Rivlin and Ryan proposed a formula that would have imposed a tight cap on the starting contribution a decade in the future. Here’s how it worked: Take today’s average cost to the government of around $10,000 and allow it to grow at GDP plus one point. That’s far less than current growth of GDP plus two percent or more. So the Rivlin-Ryan plan would have notched large savings over the ten years before the program begins by starting with a premium support payment far smaller than the subsidy Medicare would probably be providing by that date.
But in the current budget proposal, Ryan drops that provision. Instead, the new plan would start with whatever subsidy Medicare is providing in 2022, rather than following the restrictive formula in the Rivlin-Ryan plan. The budget contains other important changes. Rivlin-Ryan recommended raising deductibles for doctor visits over the next decade to make patients more price conscious, and mandating that Medigap plans impose far higher deductibles and co-pays — another effort to get enrollees to shop for better deals. The only major change is medical malpractice reform.
Tiered benefits
The 2012 budget proposal also excludes those requirements. It essentially makes no changes to Medicare until 2022. The transformation is even more draconian than in the previous proposals. The budget plan limits growth of the government’s contribution to inflation, measured by the Consumer Price Index, and also adjusts the payments by the age of the recipient. It is by tying those premium support payments to an index that’s growing far more slowly than current medical inflation that Ryan manages to drive medical spending to just 5% of GDP in four decades.
The plan has other important features. It raises the age for eligibility from 65 to 67 between 2022 and 2033. It also provides sharply reduced subsidies for the wealthy: The top 2% of Medicare earners starting in 2022 would get just 30% of the average payment, and the next 6% would get half the average support payment. The program provides generous cash accounts of over $6,000 to poor patients to fully cover deductible and co-pays.
The big issue is how fast costs grow for the enrollees. With the inflation and age adjustment, the premium support payments will increase at a rate far below today’s relentless escalation of 7% or so a year. The success of the Federal Employees plan is highly encouraging. Its costs are growing at a rate that’s 2% lower than medical inflation in the private sector.

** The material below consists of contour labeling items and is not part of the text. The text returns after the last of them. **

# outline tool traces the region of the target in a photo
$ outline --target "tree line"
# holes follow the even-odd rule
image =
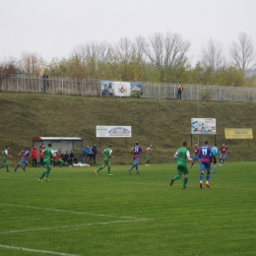
[[[76,79],[140,81],[253,87],[256,54],[251,37],[241,32],[230,43],[228,57],[222,44],[210,38],[192,66],[191,43],[179,33],[156,32],[148,38],[120,38],[117,43],[86,42],[68,58],[49,63],[38,53],[23,52],[19,60],[0,61],[0,75],[24,74]]]

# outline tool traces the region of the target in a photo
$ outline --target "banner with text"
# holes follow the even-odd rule
[[[224,128],[225,139],[253,139],[251,128]]]
[[[131,126],[96,126],[96,137],[132,137]]]
[[[131,96],[131,83],[101,81],[101,96]]]
[[[191,118],[191,134],[216,134],[216,118]]]

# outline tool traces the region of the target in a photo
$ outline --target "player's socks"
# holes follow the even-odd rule
[[[183,187],[186,187],[186,185],[187,185],[187,180],[188,180],[188,177],[184,177],[184,178],[183,178]]]
[[[99,170],[101,170],[103,167],[101,166],[101,167],[99,167],[98,169],[96,169],[96,172],[98,172]]]
[[[211,173],[207,173],[207,174],[206,174],[206,182],[207,182],[207,183],[209,183],[210,176],[211,176]]]
[[[199,175],[200,182],[203,182],[203,179],[204,179],[204,173],[200,173],[200,175]]]
[[[43,170],[42,173],[41,173],[41,176],[39,177],[39,179],[42,179],[45,176],[45,174],[46,174],[46,171]]]
[[[175,181],[175,180],[177,180],[177,179],[179,179],[180,177],[179,177],[179,175],[176,175],[174,178],[173,178],[173,180]]]

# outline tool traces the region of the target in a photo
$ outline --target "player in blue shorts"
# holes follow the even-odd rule
[[[29,152],[29,151],[21,151],[18,155],[21,155],[22,153],[24,153],[24,155],[23,155],[20,162],[15,167],[14,171],[16,171],[20,167],[21,164],[24,164],[23,170],[26,170],[26,167],[29,164],[29,161],[27,160],[27,159],[31,156],[31,152]]]
[[[139,142],[136,142],[136,145],[131,149],[131,153],[133,154],[133,164],[129,168],[130,174],[132,174],[132,170],[135,167],[136,168],[136,173],[139,174],[139,169],[138,169],[138,164],[140,161],[140,157],[141,157],[141,152],[144,152],[142,147],[139,145]]]
[[[203,179],[205,170],[207,170],[206,175],[206,186],[210,187],[209,180],[211,175],[211,161],[212,161],[212,148],[208,146],[208,141],[205,141],[203,147],[199,150],[199,157],[200,157],[200,188],[203,188]]]
[[[200,158],[198,156],[198,154],[199,154],[199,147],[198,147],[197,144],[195,144],[194,152],[195,152],[195,155],[194,155],[193,160],[192,160],[192,162],[190,164],[190,168],[193,168],[193,165],[194,165],[195,161],[199,161],[200,162]]]

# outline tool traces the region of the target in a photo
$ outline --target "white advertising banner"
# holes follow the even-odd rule
[[[131,126],[106,126],[97,125],[96,126],[96,137],[132,137],[132,127]]]
[[[191,118],[191,134],[216,134],[216,118]]]
[[[101,81],[101,96],[131,96],[131,83]]]

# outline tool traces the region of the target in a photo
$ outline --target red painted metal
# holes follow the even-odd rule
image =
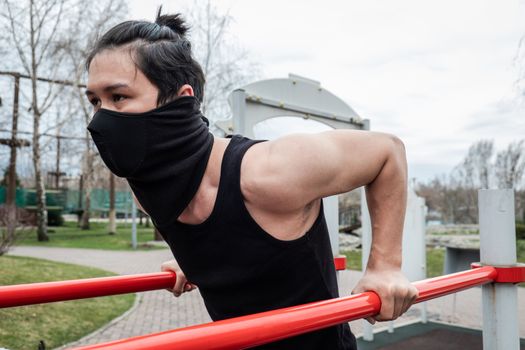
[[[334,258],[334,265],[336,271],[342,271],[346,269],[346,256],[338,256]]]
[[[470,264],[473,269],[478,269],[483,265],[479,262]],[[498,276],[494,280],[496,283],[521,283],[525,282],[525,264],[518,263],[515,266],[494,266]]]
[[[346,257],[335,258],[334,264],[344,270]],[[171,288],[175,280],[173,272],[158,272],[0,286],[0,308]]]
[[[174,272],[157,272],[2,286],[0,308],[172,288],[176,279]]]
[[[419,290],[416,302],[437,298],[473,286],[492,282],[494,267],[484,266],[414,283]],[[172,331],[144,335],[77,350],[112,349],[245,349],[335,324],[369,317],[381,309],[377,294],[352,296],[232,318]]]

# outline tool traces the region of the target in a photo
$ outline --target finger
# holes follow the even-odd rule
[[[381,299],[381,311],[379,315],[374,317],[377,321],[388,321],[392,319],[394,315],[395,299],[389,295],[380,298]]]
[[[394,313],[392,315],[392,320],[395,320],[396,318],[401,316],[401,314],[403,313],[403,305],[405,302],[405,298],[404,298],[404,295],[399,294],[398,292],[395,295],[394,300],[395,300],[394,301]]]

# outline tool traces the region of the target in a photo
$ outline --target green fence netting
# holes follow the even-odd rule
[[[6,188],[0,186],[0,205],[6,200]],[[115,209],[118,213],[131,212],[132,196],[127,191],[115,192]],[[17,188],[16,206],[26,209],[36,208],[36,191],[34,189]],[[78,190],[46,190],[46,204],[49,210],[62,210],[65,213],[75,213],[85,207],[85,193]],[[95,188],[91,191],[91,211],[105,212],[109,210],[109,191]]]

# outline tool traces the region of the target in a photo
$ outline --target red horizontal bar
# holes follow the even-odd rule
[[[479,262],[470,264],[473,269],[483,266]],[[522,283],[525,282],[525,264],[517,263],[514,266],[494,266],[498,276],[494,280],[496,283]]]
[[[414,283],[416,302],[437,298],[473,286],[492,282],[497,271],[491,266]],[[352,296],[236,317],[198,326],[96,344],[77,350],[167,350],[245,349],[376,315],[381,301],[376,293]]]
[[[172,288],[174,272],[86,278],[0,287],[0,308]]]
[[[334,264],[344,270],[346,257],[335,258]],[[0,308],[171,288],[175,280],[173,272],[158,272],[0,286]]]

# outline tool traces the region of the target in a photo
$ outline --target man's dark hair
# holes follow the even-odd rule
[[[157,105],[173,100],[184,84],[191,85],[195,97],[202,102],[205,78],[185,37],[188,27],[180,14],[160,13],[161,8],[154,23],[126,21],[108,30],[89,53],[86,68],[89,70],[97,53],[129,45],[135,65],[159,89]]]

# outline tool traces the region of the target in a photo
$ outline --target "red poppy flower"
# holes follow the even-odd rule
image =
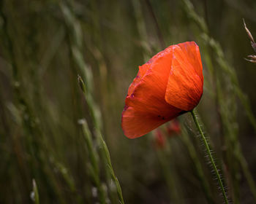
[[[171,45],[139,66],[130,85],[121,126],[130,138],[142,136],[192,110],[203,94],[199,47],[194,42]]]

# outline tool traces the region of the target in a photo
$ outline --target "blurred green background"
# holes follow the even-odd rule
[[[78,74],[91,80],[102,133],[126,203],[209,203],[181,133],[156,148],[154,135],[130,140],[121,128],[124,99],[138,66],[186,41],[200,48],[205,85],[198,112],[230,198],[234,203],[255,203],[249,184],[256,179],[256,128],[252,125],[256,68],[244,60],[254,51],[242,20],[256,36],[255,1],[0,2],[1,203],[33,203],[33,178],[41,203],[99,202],[78,122],[86,118],[93,132]],[[243,103],[241,98],[248,100]],[[191,117],[180,119],[213,203],[220,203]],[[94,147],[100,149],[97,143]],[[249,180],[239,155],[248,164]],[[107,203],[118,203],[100,156],[99,163]]]

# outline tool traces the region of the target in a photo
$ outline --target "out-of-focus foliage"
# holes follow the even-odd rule
[[[195,41],[200,47],[205,86],[198,112],[213,141],[230,199],[235,203],[255,202],[246,170],[238,159],[241,152],[236,156],[238,152],[232,149],[241,147],[253,183],[255,130],[236,95],[232,79],[222,72],[216,50],[207,45],[210,39],[206,38],[186,2],[1,1],[1,203],[31,203],[35,187],[40,203],[99,202],[78,122],[86,119],[91,133],[94,122],[78,74],[91,81],[86,92],[91,91],[94,106],[100,110],[99,127],[126,203],[208,203],[212,197],[219,203],[219,192],[195,137],[197,133],[191,130],[190,117],[181,117],[189,127],[182,126],[186,136],[168,138],[167,145],[161,149],[152,145],[151,134],[129,140],[121,128],[124,98],[138,66],[164,47],[186,41]],[[256,67],[244,60],[253,50],[242,18],[255,38],[256,3],[191,3],[205,22],[208,36],[222,47],[223,60],[236,73],[238,86],[248,96],[251,114],[255,116]],[[222,90],[219,98],[218,89]],[[94,148],[100,152],[96,136],[93,134]],[[96,160],[107,203],[118,203],[102,155]],[[208,185],[210,198],[206,188],[202,189],[202,179]]]

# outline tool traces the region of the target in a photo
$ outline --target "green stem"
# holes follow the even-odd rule
[[[201,183],[201,187],[205,193],[207,201],[208,203],[213,204],[214,203],[214,201],[211,194],[210,187],[207,184],[207,180],[204,175],[203,167],[201,165],[200,160],[197,155],[195,146],[192,143],[191,140],[189,139],[188,133],[185,128],[182,128],[181,134],[182,136],[181,138],[188,149],[191,159],[193,160],[198,178]]]
[[[222,181],[220,178],[220,176],[219,176],[219,170],[216,166],[216,164],[215,164],[215,162],[214,162],[214,160],[213,158],[213,156],[211,154],[211,149],[210,149],[210,147],[209,147],[209,145],[208,144],[208,141],[206,138],[206,136],[204,136],[203,133],[203,130],[201,129],[201,127],[199,125],[199,122],[198,122],[198,119],[195,114],[195,111],[194,110],[192,110],[191,111],[191,114],[193,117],[193,119],[194,119],[194,121],[195,121],[195,123],[200,132],[200,134],[201,136],[201,138],[203,141],[203,144],[205,145],[206,148],[206,151],[207,151],[207,154],[208,154],[208,156],[209,157],[209,159],[210,159],[210,161],[211,161],[211,163],[214,168],[214,173],[217,177],[217,180],[218,180],[218,183],[219,183],[219,187],[221,189],[221,191],[222,191],[222,195],[223,195],[223,197],[224,197],[224,200],[225,200],[225,204],[228,204],[228,201],[227,201],[227,197],[226,195],[226,192],[225,191],[225,189],[224,189],[224,186],[223,186],[223,183],[222,183]]]

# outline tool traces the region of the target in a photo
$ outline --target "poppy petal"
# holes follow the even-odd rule
[[[129,138],[140,137],[179,115],[177,109],[169,110],[168,117],[138,111],[136,108],[126,106],[122,113],[121,126],[124,135]]]
[[[173,45],[165,101],[184,111],[193,109],[203,94],[202,70],[199,48],[195,42]]]
[[[128,138],[142,136],[181,111],[165,101],[171,58],[169,47],[141,66],[130,85],[122,114],[122,128]],[[146,71],[140,72],[140,68]],[[138,79],[140,74],[144,75]]]

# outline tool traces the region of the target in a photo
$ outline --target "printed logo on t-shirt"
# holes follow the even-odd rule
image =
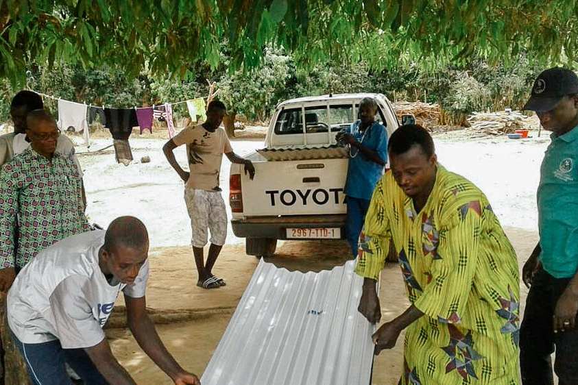
[[[558,169],[554,171],[554,176],[564,182],[574,180],[574,178],[570,173],[573,169],[574,161],[570,158],[566,158],[560,162]]]
[[[97,306],[97,309],[98,310],[98,322],[100,323],[101,327],[106,323],[106,320],[108,319],[108,316],[110,315],[110,312],[112,311],[112,308],[114,307],[114,302],[110,302],[110,303],[99,303]]]

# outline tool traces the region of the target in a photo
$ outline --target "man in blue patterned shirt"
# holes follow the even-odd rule
[[[0,291],[38,251],[89,229],[80,171],[56,151],[60,132],[54,118],[36,110],[27,123],[30,147],[0,173]]]

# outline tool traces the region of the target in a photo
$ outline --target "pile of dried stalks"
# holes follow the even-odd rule
[[[466,129],[472,136],[505,135],[516,129],[527,129],[528,119],[520,111],[474,112],[468,118],[471,125]]]

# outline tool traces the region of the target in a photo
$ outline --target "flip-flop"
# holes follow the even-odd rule
[[[215,278],[215,282],[217,284],[219,284],[219,286],[227,286],[227,283],[225,282],[225,280],[224,280],[223,278],[220,278],[220,277],[217,277],[217,275],[213,275],[213,277]]]
[[[197,286],[206,289],[217,288],[221,287],[221,285],[219,284],[219,282],[217,282],[217,280],[215,279],[215,277],[209,277],[202,282],[199,281],[198,282],[197,282]]]

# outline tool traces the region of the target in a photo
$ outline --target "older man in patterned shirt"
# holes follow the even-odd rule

Even if the Ryan plan matches that success, Americans will no longer get more than 70% of their Medicare costs paid by the government. Retirees are bound to pay a much bigger share of their own medical costs. More and more seniors will choose high deductible plans, and HMO or PPO-style programs that limit choices of doctors.
Still, the rise in costs for the elderly could prove far less than the giant annual increases we’re experiencing today. We’ve simply never seen a competitive environment like the one in the Ryan blueprint. “The Obama plan is all about price controls,” says Joseph Antos, an economist at the American Enterprise Institute. “Ryan’s is all about unleashing the market.”
The Ryan plan has another major strength: It will stop heaping a bigger and bigger Medicare burden onto younger taxpayers. Ryan is making a bold, wrenching choice that wins because it’s less painful than all the others.